Los vengadores del Profeta

Lo que ocurrió en Oslo, en 2001, durante la entrega del Premio Nobel de la Paz, lo he contado más de una vez. No es majadería, sino el alucinante recuerdo de un momento histórico. El premio lo recibieron Kofi Annan, entonces secretario general de Naciones Unidas, y la propia ONU.

El discurso de Annan fue emotivo y realista. En vez del burócrata internacional que uno habría esperado, se mostró como un estadista visionario preocupado por el terrorismo: “Hemos entrado al nuevo milenio por una puerta de fuego”, advirtió. Imposible no recordarlo esta semana, después del ataque contra la redacción del Charlie-Hebdo en París.

El terrorismo no se ha extinguido en el mundo. Por el contrario, como los incendios de bosques en el verano, reaparece una y otra vez. En las últimas semanas, la violencia se ha centrado en civiles inocentes y en periodistas. Algunos reporteros han sido degollados por los seguidores del Estado Islámico, En el caso del semanario satírico francés, que ha sido implacable en su crítica a los fanáticos de todos los credos, nunca hubo dudas de que se trataba de un ataque de fundamentalistas enceguecidos. Mientras disparaban con las AKA 47, último recuerdo de la industria de armas de la Guerra Fría, gritaban: “¡Vamos a vengar al Profeta!

La policía los identificó como los hermanos Saïd y Chérif Kouachi, nacidos en París en 1980 y 1982 y de origen argelino, y Mourad Hamyd, nacido en 1996.

Nadie, en el mundo entero, tiene dudas de que el blanco del ataque, más allá de la redacción de Charlie Hebdó, son los periodistas y caricaturistas, obvios representantes de la libertad de expresión.

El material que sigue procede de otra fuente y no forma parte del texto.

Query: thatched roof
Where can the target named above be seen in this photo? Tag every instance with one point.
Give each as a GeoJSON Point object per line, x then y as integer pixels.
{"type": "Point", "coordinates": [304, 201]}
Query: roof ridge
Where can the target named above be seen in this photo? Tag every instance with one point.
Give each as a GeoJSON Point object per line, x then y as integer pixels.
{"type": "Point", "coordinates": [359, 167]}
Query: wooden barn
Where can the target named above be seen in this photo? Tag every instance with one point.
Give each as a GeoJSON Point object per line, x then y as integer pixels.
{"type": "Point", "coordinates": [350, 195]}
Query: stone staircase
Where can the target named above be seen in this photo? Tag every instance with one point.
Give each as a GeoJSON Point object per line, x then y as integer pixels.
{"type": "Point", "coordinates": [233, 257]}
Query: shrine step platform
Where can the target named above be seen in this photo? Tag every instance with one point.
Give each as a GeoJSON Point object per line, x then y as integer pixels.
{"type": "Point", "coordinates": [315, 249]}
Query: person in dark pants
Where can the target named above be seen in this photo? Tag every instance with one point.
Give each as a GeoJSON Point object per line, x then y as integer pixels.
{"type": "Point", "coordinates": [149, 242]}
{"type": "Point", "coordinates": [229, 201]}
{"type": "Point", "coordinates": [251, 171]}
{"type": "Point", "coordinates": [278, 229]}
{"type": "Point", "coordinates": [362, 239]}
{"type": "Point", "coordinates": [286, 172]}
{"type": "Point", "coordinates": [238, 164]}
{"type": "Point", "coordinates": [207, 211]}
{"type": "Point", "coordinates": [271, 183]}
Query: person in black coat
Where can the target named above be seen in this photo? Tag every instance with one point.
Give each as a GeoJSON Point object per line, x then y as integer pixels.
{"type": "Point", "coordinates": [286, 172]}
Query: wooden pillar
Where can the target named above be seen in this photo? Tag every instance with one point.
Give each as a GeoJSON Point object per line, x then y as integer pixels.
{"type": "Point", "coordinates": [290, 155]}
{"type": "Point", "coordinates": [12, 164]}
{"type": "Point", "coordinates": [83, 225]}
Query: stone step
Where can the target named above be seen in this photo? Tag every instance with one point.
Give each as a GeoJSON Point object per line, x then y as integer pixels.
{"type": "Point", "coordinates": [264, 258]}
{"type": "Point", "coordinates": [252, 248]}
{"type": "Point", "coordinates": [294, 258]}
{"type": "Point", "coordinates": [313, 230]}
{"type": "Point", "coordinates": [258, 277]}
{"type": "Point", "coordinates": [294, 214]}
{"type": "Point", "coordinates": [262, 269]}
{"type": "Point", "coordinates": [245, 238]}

Ello explica la impresionante reacción de condena en diversos países, pero en especial en Francia, bajo la consigna de que “sin libertad de expresión no puede haber democracia”,

Lo que preocupa ahora es el efecto a largo plazo de la opinión pública. Antes de este atentado, en la propia Francia y en Alemania se estaban produciendo negativas manifestaciones contra los inmigrantes árabes, asimilados casi inevitablemente al fanatismo islámico. Como una positiva respuesta, se han multiplicado las declaraciones de distintos organismos islamistas y de organizaciones interconfesionales condenando enérgicamente los atentados.

Pero en este caso, el odio reactivo puede ser más fuerte.

¿Seremos capaces los periodistas de aprovechar el apoyo recibido para convertirlo en las indispensables herramientas de discernimiento que se necesitan hoy?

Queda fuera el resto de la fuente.